You know that feeling when you find an artist whose work you love, and then they start changing direction, and you’re not so enthralled by the new work? You wish they’d just carry on creating the work you loved. But if an artist never changes, then they have either stopped learning and experimenting, or they’ve stopped caring – and either way their art will eventually stagnate.
I’ve been painting African subject matter for almost 20 years now, and here are some of the changes I’ve made during that time.
- I began, as many artists do, by creating realistic studio art, including both animals and landscapes in watercolor.

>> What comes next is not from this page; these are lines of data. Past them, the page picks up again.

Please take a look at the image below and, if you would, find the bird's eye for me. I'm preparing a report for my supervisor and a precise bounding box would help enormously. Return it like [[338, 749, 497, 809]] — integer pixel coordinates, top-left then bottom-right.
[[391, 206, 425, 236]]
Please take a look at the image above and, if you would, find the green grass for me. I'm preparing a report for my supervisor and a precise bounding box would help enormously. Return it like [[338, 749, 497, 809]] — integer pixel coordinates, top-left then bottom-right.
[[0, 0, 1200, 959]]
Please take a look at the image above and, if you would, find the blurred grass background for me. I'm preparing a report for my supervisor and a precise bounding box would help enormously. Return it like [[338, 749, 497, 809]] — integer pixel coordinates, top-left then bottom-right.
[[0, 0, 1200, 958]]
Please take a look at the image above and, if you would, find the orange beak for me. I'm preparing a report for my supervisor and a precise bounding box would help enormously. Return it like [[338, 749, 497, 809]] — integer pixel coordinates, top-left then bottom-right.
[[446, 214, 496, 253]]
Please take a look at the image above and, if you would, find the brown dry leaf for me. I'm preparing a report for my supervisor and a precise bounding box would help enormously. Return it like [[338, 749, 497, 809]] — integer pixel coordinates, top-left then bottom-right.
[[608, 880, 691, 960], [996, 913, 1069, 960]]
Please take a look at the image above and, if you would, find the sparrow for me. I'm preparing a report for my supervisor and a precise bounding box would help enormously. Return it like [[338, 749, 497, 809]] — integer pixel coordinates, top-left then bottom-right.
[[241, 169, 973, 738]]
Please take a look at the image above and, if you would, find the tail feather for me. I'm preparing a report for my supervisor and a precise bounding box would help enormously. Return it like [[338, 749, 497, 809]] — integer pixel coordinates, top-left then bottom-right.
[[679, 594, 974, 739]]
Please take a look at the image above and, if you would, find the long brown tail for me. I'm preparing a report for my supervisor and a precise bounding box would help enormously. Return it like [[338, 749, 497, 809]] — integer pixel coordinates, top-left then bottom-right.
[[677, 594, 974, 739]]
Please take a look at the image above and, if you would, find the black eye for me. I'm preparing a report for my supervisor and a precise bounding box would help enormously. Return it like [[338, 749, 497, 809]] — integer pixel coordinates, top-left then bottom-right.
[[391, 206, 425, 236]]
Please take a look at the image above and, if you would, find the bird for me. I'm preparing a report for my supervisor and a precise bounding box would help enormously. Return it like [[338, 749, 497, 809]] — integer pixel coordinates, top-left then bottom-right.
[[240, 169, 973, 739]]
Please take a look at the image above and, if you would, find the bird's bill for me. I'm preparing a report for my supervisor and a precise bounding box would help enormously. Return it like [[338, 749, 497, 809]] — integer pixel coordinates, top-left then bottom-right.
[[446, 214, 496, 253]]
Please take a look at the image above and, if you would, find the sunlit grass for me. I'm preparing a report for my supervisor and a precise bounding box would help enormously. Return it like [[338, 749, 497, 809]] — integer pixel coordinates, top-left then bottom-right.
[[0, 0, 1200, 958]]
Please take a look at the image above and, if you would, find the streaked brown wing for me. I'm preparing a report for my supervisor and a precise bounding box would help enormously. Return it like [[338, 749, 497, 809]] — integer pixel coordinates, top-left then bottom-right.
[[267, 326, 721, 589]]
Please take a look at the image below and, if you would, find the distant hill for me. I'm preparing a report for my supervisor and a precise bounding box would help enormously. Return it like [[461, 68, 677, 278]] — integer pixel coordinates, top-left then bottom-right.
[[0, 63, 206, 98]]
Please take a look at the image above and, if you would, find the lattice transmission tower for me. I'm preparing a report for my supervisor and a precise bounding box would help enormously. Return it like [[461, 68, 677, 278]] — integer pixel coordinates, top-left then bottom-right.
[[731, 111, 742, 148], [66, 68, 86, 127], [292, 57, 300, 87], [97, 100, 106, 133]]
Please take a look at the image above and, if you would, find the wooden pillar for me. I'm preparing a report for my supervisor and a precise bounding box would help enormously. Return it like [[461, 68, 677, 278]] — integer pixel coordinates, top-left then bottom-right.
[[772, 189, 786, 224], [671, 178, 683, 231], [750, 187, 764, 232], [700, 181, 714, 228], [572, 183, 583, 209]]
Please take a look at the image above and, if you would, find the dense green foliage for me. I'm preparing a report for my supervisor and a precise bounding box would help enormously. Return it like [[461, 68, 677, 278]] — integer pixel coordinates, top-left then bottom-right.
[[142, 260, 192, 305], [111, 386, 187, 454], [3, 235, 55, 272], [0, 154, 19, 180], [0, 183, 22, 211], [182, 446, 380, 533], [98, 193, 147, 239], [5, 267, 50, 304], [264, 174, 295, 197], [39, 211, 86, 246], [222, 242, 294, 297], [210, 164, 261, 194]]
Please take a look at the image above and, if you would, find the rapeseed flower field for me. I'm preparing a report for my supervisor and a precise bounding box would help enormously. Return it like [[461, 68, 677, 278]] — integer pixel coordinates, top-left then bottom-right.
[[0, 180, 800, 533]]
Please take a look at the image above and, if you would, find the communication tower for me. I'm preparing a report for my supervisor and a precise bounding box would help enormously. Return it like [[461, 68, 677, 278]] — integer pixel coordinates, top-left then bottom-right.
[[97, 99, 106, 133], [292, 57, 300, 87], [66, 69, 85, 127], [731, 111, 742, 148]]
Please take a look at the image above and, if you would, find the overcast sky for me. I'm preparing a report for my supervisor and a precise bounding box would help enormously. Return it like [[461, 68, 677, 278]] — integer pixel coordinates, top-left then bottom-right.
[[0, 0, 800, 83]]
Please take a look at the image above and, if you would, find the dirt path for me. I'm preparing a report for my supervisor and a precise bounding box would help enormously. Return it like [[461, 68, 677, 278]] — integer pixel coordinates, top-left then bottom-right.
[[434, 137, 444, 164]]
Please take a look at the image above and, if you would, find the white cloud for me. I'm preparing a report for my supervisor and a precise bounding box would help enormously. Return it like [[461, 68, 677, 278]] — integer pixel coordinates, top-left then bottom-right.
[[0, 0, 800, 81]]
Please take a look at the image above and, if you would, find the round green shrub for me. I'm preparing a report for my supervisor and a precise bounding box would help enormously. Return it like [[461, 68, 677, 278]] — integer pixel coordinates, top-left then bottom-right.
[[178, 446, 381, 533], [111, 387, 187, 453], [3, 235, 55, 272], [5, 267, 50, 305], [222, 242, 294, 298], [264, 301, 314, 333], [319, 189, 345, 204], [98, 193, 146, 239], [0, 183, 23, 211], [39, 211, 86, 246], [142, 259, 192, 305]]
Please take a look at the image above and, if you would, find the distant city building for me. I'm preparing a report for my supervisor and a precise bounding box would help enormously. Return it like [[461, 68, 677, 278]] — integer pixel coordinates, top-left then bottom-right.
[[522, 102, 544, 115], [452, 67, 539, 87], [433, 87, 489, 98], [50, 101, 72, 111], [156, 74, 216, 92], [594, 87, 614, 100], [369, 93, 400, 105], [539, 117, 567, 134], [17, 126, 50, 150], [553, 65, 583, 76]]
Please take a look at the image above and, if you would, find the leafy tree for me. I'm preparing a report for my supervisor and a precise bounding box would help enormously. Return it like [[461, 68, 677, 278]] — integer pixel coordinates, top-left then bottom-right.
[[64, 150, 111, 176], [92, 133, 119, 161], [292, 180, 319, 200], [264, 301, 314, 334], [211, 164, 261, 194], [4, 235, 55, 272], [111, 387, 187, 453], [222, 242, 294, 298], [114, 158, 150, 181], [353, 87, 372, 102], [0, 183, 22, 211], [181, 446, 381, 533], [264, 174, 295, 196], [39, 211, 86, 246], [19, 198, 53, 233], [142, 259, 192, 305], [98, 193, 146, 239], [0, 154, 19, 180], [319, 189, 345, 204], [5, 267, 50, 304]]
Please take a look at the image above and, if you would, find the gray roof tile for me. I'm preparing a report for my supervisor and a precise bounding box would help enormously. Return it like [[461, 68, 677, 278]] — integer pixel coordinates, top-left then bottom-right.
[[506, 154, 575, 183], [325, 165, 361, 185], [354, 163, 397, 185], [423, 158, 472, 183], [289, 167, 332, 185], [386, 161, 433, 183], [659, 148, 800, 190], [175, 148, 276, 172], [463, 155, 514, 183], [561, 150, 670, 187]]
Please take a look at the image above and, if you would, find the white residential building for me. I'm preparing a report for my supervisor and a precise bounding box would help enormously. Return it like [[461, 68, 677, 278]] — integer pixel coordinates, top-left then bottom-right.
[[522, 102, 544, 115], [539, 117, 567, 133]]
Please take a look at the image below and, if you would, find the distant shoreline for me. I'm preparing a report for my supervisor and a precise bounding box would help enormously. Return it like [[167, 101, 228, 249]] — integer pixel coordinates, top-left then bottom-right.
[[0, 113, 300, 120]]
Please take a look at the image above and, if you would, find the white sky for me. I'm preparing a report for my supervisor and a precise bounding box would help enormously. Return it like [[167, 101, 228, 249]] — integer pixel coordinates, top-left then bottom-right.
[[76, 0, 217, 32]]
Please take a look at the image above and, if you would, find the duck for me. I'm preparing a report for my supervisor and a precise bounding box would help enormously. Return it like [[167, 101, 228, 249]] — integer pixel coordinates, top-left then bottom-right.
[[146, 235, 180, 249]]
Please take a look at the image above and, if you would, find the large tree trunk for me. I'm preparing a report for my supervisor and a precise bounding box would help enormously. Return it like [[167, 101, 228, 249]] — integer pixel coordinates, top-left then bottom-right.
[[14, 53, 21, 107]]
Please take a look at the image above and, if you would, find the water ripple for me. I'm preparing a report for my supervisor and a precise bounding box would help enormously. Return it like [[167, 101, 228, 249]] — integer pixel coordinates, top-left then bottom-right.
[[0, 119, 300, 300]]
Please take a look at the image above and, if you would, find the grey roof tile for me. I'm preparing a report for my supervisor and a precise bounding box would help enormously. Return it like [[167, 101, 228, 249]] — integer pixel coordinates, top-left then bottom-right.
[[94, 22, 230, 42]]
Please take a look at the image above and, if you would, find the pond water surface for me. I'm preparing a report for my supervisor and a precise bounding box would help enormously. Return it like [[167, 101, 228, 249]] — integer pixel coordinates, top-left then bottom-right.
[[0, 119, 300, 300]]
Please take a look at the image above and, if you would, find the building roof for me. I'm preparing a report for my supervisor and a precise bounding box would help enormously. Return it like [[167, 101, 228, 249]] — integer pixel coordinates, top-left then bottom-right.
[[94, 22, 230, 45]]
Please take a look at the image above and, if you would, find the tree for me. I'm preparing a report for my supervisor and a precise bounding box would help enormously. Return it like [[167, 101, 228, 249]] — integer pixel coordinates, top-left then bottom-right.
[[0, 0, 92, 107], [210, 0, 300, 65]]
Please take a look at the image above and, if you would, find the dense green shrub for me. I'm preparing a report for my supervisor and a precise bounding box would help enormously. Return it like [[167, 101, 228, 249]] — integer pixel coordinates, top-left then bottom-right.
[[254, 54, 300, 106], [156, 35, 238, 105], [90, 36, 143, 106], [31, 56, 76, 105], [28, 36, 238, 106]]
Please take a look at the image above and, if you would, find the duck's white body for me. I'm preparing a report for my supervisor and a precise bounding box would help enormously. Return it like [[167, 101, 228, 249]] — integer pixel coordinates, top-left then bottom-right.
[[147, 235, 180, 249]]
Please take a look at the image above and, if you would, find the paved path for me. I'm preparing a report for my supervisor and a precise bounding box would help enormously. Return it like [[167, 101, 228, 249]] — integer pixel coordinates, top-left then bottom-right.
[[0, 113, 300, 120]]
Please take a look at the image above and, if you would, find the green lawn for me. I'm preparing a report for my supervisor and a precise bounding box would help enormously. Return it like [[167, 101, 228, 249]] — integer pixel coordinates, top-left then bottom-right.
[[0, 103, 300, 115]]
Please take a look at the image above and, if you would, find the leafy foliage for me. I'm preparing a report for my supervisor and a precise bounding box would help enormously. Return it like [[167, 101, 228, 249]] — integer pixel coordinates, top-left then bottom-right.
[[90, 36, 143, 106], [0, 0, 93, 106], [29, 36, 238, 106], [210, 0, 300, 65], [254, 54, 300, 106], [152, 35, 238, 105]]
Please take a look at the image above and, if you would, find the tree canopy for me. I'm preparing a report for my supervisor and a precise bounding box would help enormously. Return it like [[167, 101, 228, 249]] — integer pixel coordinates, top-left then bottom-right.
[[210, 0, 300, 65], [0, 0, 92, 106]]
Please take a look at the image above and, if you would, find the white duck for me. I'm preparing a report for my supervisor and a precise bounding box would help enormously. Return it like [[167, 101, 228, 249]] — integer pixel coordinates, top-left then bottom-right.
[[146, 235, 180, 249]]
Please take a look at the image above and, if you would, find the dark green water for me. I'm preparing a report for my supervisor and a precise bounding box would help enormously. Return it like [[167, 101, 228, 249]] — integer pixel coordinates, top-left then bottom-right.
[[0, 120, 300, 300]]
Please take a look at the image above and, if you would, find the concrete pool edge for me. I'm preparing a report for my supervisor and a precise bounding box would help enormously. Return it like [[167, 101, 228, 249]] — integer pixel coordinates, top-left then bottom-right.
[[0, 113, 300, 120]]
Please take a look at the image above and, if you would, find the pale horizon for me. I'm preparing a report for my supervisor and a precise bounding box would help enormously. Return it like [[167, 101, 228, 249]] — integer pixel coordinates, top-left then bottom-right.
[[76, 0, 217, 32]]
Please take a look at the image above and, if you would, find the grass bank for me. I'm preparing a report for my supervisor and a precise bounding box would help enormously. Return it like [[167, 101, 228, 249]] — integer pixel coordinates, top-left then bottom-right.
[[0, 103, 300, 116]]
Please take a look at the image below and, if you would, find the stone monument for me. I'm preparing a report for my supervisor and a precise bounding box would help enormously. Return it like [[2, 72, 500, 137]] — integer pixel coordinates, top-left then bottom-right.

- In the studio, landscapes gradually disappeared from my work and instead my animal subjects became immersed in watercolor washes.
- I became bolder with my color choices (I went a bit over-board with color on occasions if I’m honest).
- My experiments with color turned me towards pastel, and I spent a couple of years working in both pastel and watercolor. Eventually I decided to focus on just one medium, and of course I chose watercolor.
- I started drawing animals from life in pencil, adding watercolor washes afterwards.
- I made a conscious effort to loosen up as I began to understand animal anatomy.
- In the studio I started using my sketches as the ideas behind my paintings.
- I began limiting my color palette to 3 or 4 colors in each painting.
- I started a series of conservation-themed paintings.
- I started sketching and painting people – a scary prospect but one I now thoroughly enjoy.
- I investigated new painting surfaces and mediums. For a couple of years I painted only on watercolor canvas in fluid acrylics.
- I spent more time sketching & painting from life in Africa and started using pen for my drawings, with watercolor washes on top.
- Back in the studio I tried to replicate the life drawing I loved by creating daily sketches, lasting 10 minutes each. These were often a mix of pen and watercolor on yupo paper.
- I found a stack of heavier watercolor paper and realized I’d forgotten how much fun it was to paint on a heavier paper, so I threw myself back into stretching watercolor paper and using watercolor paints.
- I started painting watercolor landscapes again, sometimes including wildlife and sometimes pure landscape.
Until I wrote this, I had no idea I had made so many changes over the years. I feel like I learn something, forget it and rediscover it again a few years later. I’ve come full circle. When in doubt, definitely choose change!
Let me know how your art has changed or, if you are not an artist, how your taste for art has changed.
“When in doubt, choose change” is a quote by Hong Kong actress Lily Leung.